J'ai longtemps hésité avant t'écrire.

Il se trouve que je vois des choses, comme la deuxième étoile à droite, et tout droit jusqu'au matin ! C'est Peter Pan qui a dit ça, comme il a dit aussi : Vivre, ça doit être sacrément une belle aventure ! Je vois des magiciens, je vois des feux de forêt, des comètes, des aventures… Je vois des sortes de fils d'or, qui nous relient les uns aux autres, comme des routes magiques pleines de hasards et de situations. Je vois des fées, des combats et des dragons !

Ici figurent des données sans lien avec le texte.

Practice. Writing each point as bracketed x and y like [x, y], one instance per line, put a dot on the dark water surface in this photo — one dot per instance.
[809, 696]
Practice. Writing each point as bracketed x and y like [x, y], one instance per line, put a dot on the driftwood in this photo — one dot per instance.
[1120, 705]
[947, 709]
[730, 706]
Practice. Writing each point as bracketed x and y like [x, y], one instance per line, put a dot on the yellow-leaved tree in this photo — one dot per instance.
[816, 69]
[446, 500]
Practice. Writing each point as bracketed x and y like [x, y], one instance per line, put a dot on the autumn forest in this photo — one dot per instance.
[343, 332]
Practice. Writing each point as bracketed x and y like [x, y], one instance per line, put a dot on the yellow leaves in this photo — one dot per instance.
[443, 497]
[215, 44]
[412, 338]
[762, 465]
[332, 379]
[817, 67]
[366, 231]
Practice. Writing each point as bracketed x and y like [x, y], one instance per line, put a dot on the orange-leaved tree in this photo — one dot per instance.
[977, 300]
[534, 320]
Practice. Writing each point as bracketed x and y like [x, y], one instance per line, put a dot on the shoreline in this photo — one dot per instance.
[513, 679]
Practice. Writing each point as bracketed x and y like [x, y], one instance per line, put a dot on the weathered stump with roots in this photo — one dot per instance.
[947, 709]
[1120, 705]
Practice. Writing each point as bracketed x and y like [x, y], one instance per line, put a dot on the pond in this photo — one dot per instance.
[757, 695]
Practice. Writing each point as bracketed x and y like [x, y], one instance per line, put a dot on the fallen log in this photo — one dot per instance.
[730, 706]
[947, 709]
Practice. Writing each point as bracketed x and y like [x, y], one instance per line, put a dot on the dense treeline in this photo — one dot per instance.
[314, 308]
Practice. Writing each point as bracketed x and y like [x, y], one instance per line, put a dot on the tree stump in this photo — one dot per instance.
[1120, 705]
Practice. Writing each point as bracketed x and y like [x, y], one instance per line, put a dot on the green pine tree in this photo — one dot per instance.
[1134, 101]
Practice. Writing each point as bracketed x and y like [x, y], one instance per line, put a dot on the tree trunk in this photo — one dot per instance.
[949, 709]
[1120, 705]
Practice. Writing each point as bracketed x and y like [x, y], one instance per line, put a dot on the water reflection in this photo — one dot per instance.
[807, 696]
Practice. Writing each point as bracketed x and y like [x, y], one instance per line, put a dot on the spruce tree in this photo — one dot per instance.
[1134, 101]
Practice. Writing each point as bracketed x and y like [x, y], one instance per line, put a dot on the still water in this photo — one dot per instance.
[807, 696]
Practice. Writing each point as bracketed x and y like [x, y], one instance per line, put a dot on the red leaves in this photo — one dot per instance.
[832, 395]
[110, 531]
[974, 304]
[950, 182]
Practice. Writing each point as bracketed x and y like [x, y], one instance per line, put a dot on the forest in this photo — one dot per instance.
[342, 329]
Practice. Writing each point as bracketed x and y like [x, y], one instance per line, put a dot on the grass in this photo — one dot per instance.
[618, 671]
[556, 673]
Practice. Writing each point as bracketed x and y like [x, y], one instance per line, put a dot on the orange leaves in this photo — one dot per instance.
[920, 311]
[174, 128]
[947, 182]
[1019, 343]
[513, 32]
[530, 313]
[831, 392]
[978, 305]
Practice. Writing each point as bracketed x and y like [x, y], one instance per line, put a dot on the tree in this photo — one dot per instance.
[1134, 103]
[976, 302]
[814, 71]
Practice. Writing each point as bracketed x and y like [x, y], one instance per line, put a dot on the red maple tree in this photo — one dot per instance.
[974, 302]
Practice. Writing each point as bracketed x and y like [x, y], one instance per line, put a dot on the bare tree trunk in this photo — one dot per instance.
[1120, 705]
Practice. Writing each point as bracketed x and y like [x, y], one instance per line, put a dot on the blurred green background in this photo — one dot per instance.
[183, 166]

La plupart des gens ne se rendent pas compte de la magie qui nous entoure. Pour la plupart des gens, elle n'est qu'un leurre. Moi je crois juste qu'ils en ont peur. Je crois profondément que chacun d'entre nous, quelque soit son âge, est né à une époque magique. Je crois en la magie. Petits confettis d'existence qui tout autour de nous, brillent et dansent. Mais l'éducation et la norme retirent violemment la magie de notre âme et nous rend plus faible face au drame.

Les serments, les devoirs, les corrections, nous hurlent de devenir grand, très vite et très bien. Et on oublie vite ce qui nous illuminait gamin. La vie, elle-même, devient dure, et triste. On se plaint, on se dépêche, on ne fait plus attention. Si vous saviez, si tu savais Vie, comme je rêverais detesentir là,tout contre moi. Si tu savais comme j'ai envie de te chérir et de t'aimer avec la même fougue et la même naïveté que les êtres ont dans « conte de fée ».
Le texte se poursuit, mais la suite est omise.